Is there any meal that calls out for after-dinner drinks as much as Thanksgiving dinner? I'm gonna say no—which is why tomorrow will be the time when I pull out from my bar everything that's a dessert wine, a cordial, a liqueur, a digestif, or an amaro and let everyone choose their own adventure. There will also be tea, coffee, and hot chocolate for the non-tipplers, those whose livers start to cry uncle, or those who just want to mix things up a bit. 

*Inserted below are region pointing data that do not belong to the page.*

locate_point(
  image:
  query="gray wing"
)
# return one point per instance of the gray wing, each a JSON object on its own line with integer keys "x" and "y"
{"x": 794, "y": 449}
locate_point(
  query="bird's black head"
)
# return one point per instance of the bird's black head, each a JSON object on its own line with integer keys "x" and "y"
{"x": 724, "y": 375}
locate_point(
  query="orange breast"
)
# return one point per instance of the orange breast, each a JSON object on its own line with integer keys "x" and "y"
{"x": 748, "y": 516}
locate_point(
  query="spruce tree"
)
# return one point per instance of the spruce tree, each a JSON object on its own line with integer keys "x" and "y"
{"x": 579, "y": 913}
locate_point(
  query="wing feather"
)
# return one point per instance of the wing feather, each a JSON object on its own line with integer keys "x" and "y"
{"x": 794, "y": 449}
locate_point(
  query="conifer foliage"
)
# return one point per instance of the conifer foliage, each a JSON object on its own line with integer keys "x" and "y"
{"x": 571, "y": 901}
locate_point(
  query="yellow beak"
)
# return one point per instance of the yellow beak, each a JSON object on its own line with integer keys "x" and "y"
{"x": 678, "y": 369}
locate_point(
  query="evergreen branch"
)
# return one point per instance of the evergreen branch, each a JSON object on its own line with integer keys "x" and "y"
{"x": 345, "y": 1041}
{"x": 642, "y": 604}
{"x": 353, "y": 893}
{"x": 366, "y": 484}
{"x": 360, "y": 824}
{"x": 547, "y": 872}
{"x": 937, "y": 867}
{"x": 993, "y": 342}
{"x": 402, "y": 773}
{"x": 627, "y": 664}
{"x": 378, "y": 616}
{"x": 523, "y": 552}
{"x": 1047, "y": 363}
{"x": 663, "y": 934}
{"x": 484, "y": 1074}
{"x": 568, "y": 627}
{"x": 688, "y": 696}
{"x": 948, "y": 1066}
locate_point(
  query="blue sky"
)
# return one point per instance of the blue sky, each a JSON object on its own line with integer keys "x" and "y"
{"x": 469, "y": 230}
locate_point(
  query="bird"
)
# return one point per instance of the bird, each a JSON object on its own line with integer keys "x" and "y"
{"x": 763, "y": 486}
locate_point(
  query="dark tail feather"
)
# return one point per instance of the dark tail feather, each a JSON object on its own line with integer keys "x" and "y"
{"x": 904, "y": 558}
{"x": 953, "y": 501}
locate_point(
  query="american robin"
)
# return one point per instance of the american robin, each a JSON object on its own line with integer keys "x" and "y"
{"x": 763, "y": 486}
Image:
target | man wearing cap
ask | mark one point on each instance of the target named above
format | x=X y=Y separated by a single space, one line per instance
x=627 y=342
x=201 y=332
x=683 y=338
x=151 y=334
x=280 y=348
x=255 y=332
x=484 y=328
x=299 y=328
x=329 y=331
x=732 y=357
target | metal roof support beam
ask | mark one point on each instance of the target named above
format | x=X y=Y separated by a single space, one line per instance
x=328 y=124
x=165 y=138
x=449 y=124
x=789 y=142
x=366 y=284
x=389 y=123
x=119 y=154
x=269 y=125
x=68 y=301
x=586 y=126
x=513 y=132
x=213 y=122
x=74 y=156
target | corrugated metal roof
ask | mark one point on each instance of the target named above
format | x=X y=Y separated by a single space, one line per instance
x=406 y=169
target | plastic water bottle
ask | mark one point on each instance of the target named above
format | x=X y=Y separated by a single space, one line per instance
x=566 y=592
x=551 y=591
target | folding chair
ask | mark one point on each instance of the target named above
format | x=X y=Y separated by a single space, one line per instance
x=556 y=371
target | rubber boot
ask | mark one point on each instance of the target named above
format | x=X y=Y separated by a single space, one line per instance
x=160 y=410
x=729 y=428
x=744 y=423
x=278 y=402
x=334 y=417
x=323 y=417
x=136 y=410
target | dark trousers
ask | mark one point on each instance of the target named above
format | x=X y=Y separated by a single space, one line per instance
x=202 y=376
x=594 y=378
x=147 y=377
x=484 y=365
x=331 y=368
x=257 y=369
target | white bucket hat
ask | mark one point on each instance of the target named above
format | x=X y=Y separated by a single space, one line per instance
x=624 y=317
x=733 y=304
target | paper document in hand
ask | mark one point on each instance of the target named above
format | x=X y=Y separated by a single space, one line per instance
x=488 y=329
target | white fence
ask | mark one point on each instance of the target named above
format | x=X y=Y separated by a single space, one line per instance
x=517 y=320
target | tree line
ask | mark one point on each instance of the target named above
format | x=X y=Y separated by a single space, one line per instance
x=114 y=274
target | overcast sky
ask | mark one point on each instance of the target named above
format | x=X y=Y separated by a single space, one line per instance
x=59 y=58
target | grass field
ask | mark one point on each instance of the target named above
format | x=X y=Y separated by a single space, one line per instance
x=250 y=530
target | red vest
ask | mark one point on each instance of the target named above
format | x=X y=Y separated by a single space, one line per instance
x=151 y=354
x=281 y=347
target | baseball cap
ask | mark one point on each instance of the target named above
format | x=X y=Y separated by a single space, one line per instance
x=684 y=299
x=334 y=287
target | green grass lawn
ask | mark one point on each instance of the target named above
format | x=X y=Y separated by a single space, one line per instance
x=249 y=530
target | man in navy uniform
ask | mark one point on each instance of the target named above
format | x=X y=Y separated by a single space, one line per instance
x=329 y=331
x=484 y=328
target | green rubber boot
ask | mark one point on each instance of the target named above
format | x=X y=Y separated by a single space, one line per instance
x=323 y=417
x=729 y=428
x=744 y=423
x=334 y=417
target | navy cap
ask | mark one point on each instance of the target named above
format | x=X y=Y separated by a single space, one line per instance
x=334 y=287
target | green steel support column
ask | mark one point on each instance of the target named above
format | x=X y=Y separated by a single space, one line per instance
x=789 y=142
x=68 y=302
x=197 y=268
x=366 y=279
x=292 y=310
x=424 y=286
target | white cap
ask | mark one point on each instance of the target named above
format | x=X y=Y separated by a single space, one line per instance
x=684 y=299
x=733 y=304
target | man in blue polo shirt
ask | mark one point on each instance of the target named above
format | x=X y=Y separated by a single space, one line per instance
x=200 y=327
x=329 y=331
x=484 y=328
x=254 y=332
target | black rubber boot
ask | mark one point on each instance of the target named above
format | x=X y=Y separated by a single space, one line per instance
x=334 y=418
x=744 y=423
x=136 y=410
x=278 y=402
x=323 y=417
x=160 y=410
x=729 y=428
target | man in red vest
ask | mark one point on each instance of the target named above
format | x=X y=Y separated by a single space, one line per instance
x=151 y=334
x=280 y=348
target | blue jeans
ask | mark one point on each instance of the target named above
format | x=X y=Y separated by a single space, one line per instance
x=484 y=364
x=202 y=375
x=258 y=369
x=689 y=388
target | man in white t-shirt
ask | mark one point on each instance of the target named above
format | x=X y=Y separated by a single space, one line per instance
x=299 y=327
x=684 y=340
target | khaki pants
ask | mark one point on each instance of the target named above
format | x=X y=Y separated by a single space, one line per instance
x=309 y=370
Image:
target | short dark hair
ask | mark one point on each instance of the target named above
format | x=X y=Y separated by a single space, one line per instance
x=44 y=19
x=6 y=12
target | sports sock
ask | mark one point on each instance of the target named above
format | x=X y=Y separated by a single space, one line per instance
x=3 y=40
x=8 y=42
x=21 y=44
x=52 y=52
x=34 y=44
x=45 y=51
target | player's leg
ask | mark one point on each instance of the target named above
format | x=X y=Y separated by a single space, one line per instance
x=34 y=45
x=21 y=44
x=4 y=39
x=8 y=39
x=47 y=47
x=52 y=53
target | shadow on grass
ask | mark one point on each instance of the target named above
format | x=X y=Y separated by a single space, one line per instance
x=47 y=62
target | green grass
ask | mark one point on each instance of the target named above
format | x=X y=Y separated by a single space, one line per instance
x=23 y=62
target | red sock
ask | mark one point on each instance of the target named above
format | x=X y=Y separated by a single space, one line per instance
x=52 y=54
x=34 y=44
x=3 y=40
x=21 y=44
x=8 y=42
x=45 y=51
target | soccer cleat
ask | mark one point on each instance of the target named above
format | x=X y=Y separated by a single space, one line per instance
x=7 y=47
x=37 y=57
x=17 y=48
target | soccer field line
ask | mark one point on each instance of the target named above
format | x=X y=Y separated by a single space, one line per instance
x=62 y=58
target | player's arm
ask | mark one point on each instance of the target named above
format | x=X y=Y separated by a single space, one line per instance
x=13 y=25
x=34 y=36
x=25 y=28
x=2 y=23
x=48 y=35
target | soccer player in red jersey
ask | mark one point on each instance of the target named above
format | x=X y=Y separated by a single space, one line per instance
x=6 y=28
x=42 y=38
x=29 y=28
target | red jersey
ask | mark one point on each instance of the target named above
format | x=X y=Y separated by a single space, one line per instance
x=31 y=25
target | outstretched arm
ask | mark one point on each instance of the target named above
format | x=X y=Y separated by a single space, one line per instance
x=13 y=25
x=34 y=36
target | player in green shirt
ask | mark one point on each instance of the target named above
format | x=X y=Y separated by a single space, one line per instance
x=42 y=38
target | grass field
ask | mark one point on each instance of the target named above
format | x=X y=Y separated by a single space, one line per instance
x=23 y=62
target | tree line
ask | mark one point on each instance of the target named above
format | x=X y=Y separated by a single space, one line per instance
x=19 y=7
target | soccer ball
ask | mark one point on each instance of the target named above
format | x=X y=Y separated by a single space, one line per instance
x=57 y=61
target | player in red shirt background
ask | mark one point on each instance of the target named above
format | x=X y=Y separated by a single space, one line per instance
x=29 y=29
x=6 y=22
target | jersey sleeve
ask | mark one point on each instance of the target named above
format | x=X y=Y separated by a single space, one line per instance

2016 has been a doozy for many folks, so I'm even more excited than usual to be able to bring together a bunch of people I dig for a day of eating, drinking, talking, laughing, and generally being reminded that there's still plenty of awesome in the world. However you're celebrating tomorrow, I wish you a very happy Thanksgiving and plenty to be grateful for in the year ahead!